DNA data security
Public fears the misuse of genetic data
When it comes to assessing personal DNA (whether for medical or entertainment purposes), the most common worry people appear to have is the lack of privacy protection around such personal information. Their biggest concern is that the genetic information could be misused by corporations or governments to stratify people into specific subgroups that could determine how they receive employment, insurance or even access to education or maybe even to face public ostracism based on presumed ethnic backgrounds or conditions.
It should not come as a surprise then that this fear can be found being propagated by even some official channels, including genetic counseling sites, even though in Canada this fear is unfounded as in 2017 Canada passed a law protecting the privacy of one's genetic information thus safeguarding personal DNA information from being used for discriminatory purposes. It seems the majority of the internet and professional world has not yet caught up and so we hope this article can become a valuable source by exploring and explaining the current situation.

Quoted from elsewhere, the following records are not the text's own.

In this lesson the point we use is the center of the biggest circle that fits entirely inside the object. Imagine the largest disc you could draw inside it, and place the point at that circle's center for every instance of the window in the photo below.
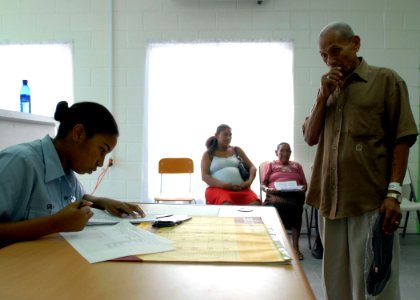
(48, 69)
(193, 88)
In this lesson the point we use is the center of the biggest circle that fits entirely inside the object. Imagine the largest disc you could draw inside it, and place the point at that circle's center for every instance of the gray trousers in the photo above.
(343, 266)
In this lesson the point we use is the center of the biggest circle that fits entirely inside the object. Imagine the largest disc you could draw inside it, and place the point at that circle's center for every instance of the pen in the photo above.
(163, 216)
(80, 204)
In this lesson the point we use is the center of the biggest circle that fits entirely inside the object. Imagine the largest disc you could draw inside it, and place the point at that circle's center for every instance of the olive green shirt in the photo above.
(363, 121)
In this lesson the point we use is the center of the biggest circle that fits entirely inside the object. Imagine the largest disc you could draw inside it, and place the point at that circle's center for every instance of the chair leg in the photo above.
(405, 223)
(308, 228)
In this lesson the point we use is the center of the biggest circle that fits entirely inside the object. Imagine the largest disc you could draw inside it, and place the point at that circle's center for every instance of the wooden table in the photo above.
(49, 268)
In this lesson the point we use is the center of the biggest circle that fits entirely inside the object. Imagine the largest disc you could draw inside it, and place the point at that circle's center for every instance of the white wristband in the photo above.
(395, 186)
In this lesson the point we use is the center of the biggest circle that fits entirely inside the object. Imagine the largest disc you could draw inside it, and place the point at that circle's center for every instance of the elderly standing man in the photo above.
(363, 127)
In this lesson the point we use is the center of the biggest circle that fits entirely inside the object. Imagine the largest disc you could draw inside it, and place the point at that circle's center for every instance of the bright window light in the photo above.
(193, 88)
(48, 69)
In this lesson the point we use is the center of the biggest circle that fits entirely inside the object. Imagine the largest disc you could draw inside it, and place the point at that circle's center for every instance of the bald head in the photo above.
(340, 29)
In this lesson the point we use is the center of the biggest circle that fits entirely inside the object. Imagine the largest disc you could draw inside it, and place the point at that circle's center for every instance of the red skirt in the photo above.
(218, 196)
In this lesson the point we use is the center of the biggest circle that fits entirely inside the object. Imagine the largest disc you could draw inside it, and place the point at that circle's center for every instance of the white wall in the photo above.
(110, 39)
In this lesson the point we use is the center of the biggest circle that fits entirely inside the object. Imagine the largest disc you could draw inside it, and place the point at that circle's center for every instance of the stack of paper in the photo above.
(287, 186)
(99, 243)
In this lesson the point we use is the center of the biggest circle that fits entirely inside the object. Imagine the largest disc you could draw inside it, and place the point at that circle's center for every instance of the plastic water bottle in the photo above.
(25, 97)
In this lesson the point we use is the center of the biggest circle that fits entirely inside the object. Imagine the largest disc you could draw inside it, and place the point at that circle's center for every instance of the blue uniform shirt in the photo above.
(33, 182)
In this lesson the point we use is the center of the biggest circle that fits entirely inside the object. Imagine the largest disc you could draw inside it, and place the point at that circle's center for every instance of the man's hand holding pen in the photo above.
(330, 81)
(73, 217)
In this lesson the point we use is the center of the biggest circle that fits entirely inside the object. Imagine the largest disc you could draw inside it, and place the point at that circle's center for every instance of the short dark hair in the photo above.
(211, 142)
(94, 117)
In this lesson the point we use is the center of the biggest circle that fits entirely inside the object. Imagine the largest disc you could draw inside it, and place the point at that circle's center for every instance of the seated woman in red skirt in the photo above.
(289, 204)
(219, 169)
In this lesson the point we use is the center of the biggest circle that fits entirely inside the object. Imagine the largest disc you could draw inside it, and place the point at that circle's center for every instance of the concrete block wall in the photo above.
(110, 38)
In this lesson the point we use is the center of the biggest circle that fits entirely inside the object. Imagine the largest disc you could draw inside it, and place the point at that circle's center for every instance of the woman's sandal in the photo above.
(299, 254)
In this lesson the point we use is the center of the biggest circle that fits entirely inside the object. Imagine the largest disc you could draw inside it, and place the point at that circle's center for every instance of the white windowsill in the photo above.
(17, 116)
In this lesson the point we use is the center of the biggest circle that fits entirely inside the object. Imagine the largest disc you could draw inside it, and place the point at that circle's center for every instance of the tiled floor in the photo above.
(409, 267)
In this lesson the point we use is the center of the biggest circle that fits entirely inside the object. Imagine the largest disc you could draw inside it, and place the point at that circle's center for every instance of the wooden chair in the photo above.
(409, 200)
(179, 167)
(309, 210)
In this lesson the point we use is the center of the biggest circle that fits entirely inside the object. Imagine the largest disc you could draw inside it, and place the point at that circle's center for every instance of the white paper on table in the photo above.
(100, 243)
(287, 186)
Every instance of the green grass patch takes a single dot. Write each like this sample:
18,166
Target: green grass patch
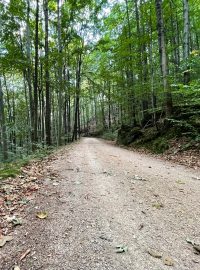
13,168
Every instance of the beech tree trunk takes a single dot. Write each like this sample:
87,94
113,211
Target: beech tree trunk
186,40
3,126
47,80
35,138
163,57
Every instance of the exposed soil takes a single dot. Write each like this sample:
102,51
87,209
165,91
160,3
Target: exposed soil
105,196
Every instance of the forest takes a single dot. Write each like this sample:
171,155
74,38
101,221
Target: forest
86,67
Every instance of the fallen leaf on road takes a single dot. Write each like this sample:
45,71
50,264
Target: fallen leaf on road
23,256
42,215
168,261
158,205
155,254
4,239
15,221
180,182
121,249
141,227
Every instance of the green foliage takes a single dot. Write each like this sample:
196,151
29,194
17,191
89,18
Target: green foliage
109,135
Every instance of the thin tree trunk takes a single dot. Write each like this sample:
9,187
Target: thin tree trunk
3,125
47,79
163,57
186,39
59,75
36,73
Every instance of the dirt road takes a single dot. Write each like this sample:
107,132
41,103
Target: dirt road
107,196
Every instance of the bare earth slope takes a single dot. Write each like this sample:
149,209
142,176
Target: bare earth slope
106,196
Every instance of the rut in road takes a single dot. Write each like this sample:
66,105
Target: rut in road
108,196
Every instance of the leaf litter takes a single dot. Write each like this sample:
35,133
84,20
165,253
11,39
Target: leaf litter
17,193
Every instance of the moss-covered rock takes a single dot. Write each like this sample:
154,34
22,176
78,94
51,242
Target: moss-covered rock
128,134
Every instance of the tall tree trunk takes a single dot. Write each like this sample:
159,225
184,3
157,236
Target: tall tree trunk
3,125
28,73
36,73
186,40
47,79
163,57
60,104
77,100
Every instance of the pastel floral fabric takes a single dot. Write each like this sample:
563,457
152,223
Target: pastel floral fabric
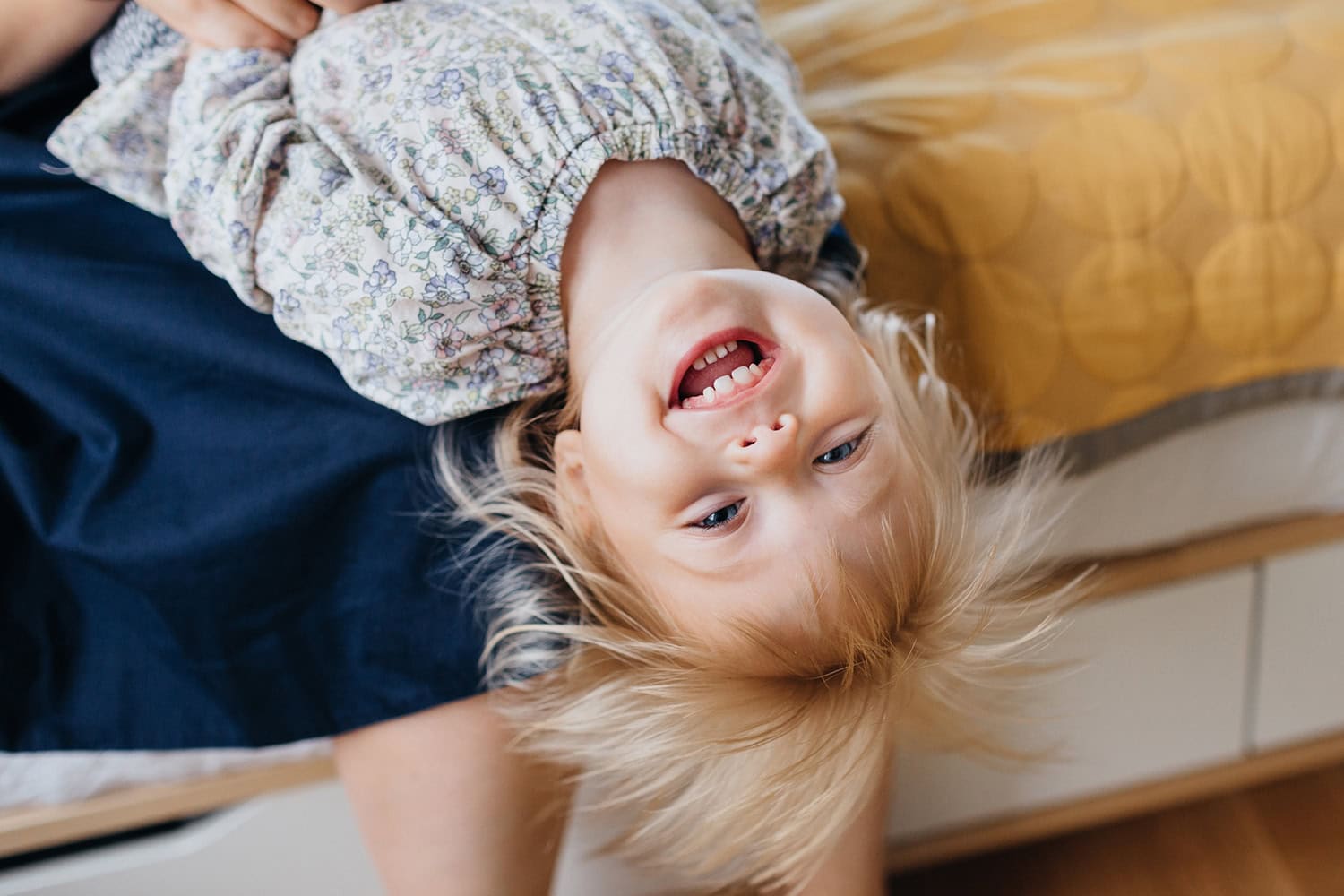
398,193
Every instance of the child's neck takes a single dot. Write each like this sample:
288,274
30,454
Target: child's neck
640,222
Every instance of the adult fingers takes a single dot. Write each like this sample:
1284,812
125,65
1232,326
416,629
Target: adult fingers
218,24
290,18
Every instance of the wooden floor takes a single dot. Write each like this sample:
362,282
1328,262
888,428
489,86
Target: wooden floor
1284,839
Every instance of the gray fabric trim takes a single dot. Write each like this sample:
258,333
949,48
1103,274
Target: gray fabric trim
1089,450
134,34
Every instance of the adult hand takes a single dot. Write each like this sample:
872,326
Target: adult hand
269,24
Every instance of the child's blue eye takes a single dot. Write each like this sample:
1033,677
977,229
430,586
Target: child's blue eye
840,452
719,517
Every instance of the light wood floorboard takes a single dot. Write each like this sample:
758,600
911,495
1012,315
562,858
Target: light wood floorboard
1284,839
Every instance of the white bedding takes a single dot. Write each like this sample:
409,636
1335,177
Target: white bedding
1254,466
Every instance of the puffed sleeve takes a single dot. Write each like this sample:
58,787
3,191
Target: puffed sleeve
309,220
339,212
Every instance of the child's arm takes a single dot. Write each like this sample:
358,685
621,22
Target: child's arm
37,35
445,806
271,24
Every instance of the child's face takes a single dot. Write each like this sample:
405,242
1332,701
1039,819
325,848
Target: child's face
733,504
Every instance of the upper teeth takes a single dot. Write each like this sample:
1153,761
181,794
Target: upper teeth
744,376
714,354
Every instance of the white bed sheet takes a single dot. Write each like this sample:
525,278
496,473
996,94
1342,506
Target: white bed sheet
1254,466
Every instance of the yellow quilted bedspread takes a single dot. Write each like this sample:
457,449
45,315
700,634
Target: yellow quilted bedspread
1112,203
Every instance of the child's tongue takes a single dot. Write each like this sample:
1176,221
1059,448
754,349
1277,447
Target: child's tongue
695,382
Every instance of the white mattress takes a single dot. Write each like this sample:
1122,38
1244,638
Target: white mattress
1261,465
1254,466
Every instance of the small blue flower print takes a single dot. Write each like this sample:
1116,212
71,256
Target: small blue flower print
445,289
601,97
381,280
378,80
128,142
617,66
445,88
504,312
491,180
542,107
238,236
330,180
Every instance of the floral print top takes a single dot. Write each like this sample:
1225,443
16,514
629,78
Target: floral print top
398,193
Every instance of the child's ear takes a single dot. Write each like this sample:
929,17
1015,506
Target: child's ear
574,498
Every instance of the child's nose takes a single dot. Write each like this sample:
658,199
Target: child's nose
769,445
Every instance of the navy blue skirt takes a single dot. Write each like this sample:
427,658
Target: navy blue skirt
206,538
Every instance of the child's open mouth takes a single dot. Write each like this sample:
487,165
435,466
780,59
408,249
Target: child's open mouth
719,368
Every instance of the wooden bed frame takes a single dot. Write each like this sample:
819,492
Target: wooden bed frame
38,828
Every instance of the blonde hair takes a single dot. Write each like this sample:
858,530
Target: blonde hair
749,778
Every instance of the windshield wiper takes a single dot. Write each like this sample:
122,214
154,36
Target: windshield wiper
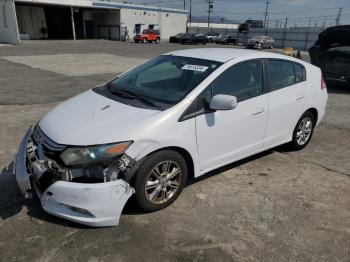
132,95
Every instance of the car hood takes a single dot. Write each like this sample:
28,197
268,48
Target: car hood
91,119
334,37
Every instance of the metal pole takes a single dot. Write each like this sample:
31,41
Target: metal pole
190,12
72,19
284,32
307,34
210,6
338,17
267,7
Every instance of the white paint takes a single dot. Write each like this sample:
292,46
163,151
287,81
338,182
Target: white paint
212,140
8,23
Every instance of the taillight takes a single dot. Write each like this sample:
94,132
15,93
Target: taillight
323,83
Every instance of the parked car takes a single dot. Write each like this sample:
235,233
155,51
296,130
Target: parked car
331,53
176,38
226,40
148,36
176,116
260,42
212,37
194,39
244,27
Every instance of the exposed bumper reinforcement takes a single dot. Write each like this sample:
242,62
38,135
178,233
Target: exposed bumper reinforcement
92,204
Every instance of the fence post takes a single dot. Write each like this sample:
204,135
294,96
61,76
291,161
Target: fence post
307,34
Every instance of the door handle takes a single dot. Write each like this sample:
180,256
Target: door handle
258,112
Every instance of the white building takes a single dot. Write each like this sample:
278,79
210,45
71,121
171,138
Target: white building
92,19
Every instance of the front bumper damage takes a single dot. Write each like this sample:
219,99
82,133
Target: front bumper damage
92,204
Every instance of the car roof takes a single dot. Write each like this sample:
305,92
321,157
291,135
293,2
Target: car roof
225,54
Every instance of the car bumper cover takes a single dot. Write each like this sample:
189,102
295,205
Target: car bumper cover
92,204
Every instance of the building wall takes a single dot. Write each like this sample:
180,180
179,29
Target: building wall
8,23
106,23
31,19
168,23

In the past, the fear around misuse of genetic information by interested third parties, has always been blasted your way in a bid to fulfill ethical demands to fully inform the patient of all potential benefits and limitations of genetic testing, and one of the most popular presumed limitations that has been latched onto to (without much of a supporting evidence) is that your genetic information could be used to discriminate against you by insurance companies. Ironically, now the breach of ethical standards occurs because of the misinformation:genetic discrimination that we are warned about is now against the law thus the fears are unfounded, or the offending party will find itself in court.
Nevertheless, this does not take away from the importance of the issue, which is the protection of such a valuable resource: your DNA code.
Thus it was exciting for us when we recently discovered a live discussion taking place on the Reddit topic dedicated to DNA data security. However, the discussion did not deal so much with current security protocols as it did with people spewing their emotional points of view on what DNA “should” be used for versus “should not” - with people using entire essays at times to vent their opinions! So instead of you having to wade through all that, we thought we would provide you with a summary of the more interesting tid-bits without all the brain abstractions.
Right off the top, there was a somewhat dated reference from Nature magazine on how genomic information could be protected. It is a great review lesson though that compliments the Reddit experience, so let us dive in. The authors of the article state that the prediction of genetic predispositions to complex traits, like the predisposition to type 2 diabetes currently offered by 23 and Me will require the genetic analyses of millions of people. That means there is a lot of genetic information that already needs to be kept safe now as well as into the future.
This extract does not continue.